The matrix containing the eigenvectors corresponding to the adjacency matrix \(A\) in Table tbl-adjmat is shown in Table tbl-eigen-1. The corresponding eigenvalues of \(A\) are shown as the diagonal entries of the matrix shown in Table tbl-eigen-2. We can verify that arranging the nodes in the graph shown in Figure fig-eig according to the (absolute) value of the scores from the first column of Table tbl-eigen-1 results in the same scores we obtained by iteratively giving each node the centralities of each of the other nodes they were connected to.

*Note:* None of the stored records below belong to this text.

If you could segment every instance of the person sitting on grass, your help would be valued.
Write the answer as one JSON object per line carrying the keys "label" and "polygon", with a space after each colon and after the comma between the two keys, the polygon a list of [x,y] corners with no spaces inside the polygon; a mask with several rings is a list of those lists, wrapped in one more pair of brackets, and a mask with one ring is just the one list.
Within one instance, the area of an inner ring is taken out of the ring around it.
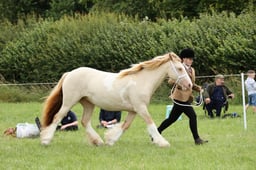
{"label": "person sitting on grass", "polygon": [[[41,123],[38,117],[35,118],[35,124],[18,123],[16,127],[8,128],[4,131],[4,135],[10,135],[17,138],[34,138],[40,135]],[[74,112],[69,111],[57,130],[73,131],[78,130],[78,121]]]}
{"label": "person sitting on grass", "polygon": [[216,110],[216,117],[220,117],[221,109],[227,102],[228,98],[234,98],[235,95],[224,84],[224,76],[218,74],[215,76],[215,82],[207,86],[204,91],[205,108],[208,116],[213,118],[213,109]]}

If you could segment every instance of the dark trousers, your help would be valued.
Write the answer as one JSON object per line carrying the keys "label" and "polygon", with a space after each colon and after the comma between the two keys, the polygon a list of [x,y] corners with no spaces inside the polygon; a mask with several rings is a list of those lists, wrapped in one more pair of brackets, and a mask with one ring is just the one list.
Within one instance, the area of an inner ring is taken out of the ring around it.
{"label": "dark trousers", "polygon": [[[188,102],[180,102],[175,100],[177,103],[190,105]],[[197,131],[197,118],[194,108],[192,106],[180,106],[174,103],[172,111],[167,119],[165,119],[161,125],[158,127],[158,131],[161,134],[163,130],[173,124],[182,113],[185,113],[189,118],[189,127],[193,134],[193,138],[199,138],[198,131]]]}
{"label": "dark trousers", "polygon": [[220,100],[211,100],[210,103],[208,103],[207,105],[205,105],[205,108],[208,112],[208,115],[210,117],[213,117],[213,112],[212,110],[215,109],[216,110],[216,116],[220,117],[221,114],[221,108],[223,106],[224,102],[220,101]]}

A | B | C | D | E | F | G | H | I | J |
---|---|---|---|---|---|---|---|---|---|
-0.286 | -0.22 | -0.136 | -0.473 | -0.468 | -0.347 | -0.201 | -0.262 | -0.267 | -0.33 |
A | B | C | D | E | F | G | H | I | J |
---|---|---|---|---|---|---|---|---|---|
0.286 | 0.22 | 0.136 | 0.473 | 0.468 | 0.347 | 0.201 | 0.262 | 0.267 | 0.33 |
A | B | C | D | E | F | G | H | I | J |
---|---|---|---|---|---|---|---|---|---|
0.605 | 0.465 | 0.288 | 1 | 0.989 | 0.734 | 0.425 | 0.554 | 0.564 | 0.698 |
First we take the first column of Table tbl-eigen-1 and arrange it as a vector \(\mathbf{e}\), as in Table tbl-eigvec-1. Since the numbers in the eigenvector are negative, we get rid of the negative by taking the absolute value of the scores in the vector \(|\mathbf{e}|\), as in Table tbl-eigvec-2. Finally, because we only care about the rank and not the specific number, we divide by the maximum value \(max(|\mathbf{e}|) = 0.473\), which turns them into the scores shown inn Table tbl-eigvec-3. As shown in Table tbl-eig-final-2, these scores are identical to that which we found via our iterative procedure!
These eigenvector centrality scores, therefore, give us a sense of which nodes in the network are well-connected, in the sense of receiving centrality from being linked to central others.